Humans were hopelessly impoverished century after century until the coming of science and humans mostly lived short, brutish lives. People endorse empiricism because it produces usable results both to endorse concepts and to reject ideas.
For the idea of a god, however, it is not useful. It is similar to Sagan's comment from one of his instructors where he asked students why people believed the world was flat. Their response was because it looks flat, so he asked them what a round world would look like.
A world with a god looks exactly like this one. A world without a god looks exactly like this one. No amount of data can strictly exclude either case.
Therefore, the question is without importance. Not only can it not be solved, even if it could be solved the solution wouldn't matter at least not to the level that it would change my brand of toothpaste.
Now, this is not to say that individuals cannot be intrigued or driven by the problem. I know someone who is driven by knitting. If you like something, then there generally is no harm and probably quite some good for people to explore it. It is irrelevant to me. It simply cannot impact my life as there is no added content to my life or existence by either answer.
Let me give you a more concrete example. There does not exist a Frequentist solution to the estimator for the parameter, R, in the equation x(t+1)=Rx(t)+e(t+1), where x(t,t+1) are real numbers and R is an unknown real number greater than one and e is a random variable centered on zero with a finite and positive variance. While there may be some mathematical value in exploring why no solution can exist in Frequentist statistics, in fact, there is a great deal of value, it still results in there being no Frequentist way to solve this problem. It is the ancillary knowledge created in the understanding of why that is very important.
Questions about God are valuable regardless of whether a god exists, but treating any answer to the question as having any value or even attempting to strengthen or assert one point of view is without any value.
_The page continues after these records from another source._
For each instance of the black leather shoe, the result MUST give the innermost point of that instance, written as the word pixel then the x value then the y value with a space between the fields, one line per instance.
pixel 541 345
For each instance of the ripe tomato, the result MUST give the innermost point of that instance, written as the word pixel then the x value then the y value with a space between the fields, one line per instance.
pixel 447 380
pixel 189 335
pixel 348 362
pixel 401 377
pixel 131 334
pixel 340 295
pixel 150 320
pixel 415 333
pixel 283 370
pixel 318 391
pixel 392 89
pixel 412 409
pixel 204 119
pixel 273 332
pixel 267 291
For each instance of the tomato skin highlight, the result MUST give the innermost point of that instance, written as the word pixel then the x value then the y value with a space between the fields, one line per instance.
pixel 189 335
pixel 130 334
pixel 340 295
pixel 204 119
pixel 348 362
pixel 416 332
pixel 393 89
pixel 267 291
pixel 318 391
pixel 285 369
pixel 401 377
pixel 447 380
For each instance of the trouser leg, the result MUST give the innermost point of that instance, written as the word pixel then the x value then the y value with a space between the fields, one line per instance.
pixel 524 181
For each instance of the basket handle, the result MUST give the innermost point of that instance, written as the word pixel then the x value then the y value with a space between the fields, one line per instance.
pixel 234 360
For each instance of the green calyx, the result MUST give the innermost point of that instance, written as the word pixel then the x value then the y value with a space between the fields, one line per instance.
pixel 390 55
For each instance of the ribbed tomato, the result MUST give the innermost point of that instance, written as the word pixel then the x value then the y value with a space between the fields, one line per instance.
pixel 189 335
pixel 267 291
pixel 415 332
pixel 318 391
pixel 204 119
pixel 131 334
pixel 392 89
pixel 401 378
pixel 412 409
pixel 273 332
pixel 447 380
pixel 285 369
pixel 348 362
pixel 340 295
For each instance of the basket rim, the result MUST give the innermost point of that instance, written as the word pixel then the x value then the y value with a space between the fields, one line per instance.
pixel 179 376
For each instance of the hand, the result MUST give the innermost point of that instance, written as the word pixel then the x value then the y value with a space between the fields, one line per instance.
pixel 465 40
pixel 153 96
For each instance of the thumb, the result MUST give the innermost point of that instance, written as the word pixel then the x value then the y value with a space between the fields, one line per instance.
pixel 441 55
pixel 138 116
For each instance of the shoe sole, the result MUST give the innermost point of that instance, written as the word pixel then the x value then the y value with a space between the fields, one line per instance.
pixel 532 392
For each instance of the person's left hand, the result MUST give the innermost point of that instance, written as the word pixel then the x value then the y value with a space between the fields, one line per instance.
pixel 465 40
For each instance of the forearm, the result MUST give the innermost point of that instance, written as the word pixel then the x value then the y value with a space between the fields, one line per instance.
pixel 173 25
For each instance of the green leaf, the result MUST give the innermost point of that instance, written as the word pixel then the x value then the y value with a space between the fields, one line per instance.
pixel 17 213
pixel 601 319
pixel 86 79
If it cannot be solved then, ignoring the hobby value or the indirect value of testing the boundaries of knowledge, it is a waste of time to work on something that is non-existent.
I believe that listening to music or going on a hike is a valuable thing. I won’t find truth, but I will enjoy it. Maybe if I did psychological research, I would even care about why my mind enjoys music, being in the woods, or simply walking around. I have no doubt this is well studied.
It is possible that philosophers have misdefined truth and are conflating it with things that people persistently enjoy. That observation of regularity is the goal of the realm of probability and statistics. The beautiful thing about observing regularities with probability and statistics is it is possible to resolve, though not always, which patterns are real and which are idiosyncratic.
For me, it is sufficient to assert that truth need not exist. It is enough to define what does and does not constitute a regularity in nature operationally without requiring an actual existence. For example, I don’t believe that gravitation exists. I do not believe, for example, that a rock obeys the law of gravity because it cannot disobey. Instead, I believe that the fabric of existence, space-time if you would prefer, is warped and the effect we call gravity is a human solution to talking about the observed regular effect.
I also do not believe that I can disobey the laws of gravity. There is no agency that allows for a decision on which natural laws to follow and which to ignore. I also do not believe this is not up for debate. While I do spend time reading the philosophers, it has never been to find truth, but to find a way to think about things from a different perspective and to avoid well-known mental traps.
People, such as myself, use empiricism to discover truth because the alternatives cannot provide assurances that they lead anywhere useful.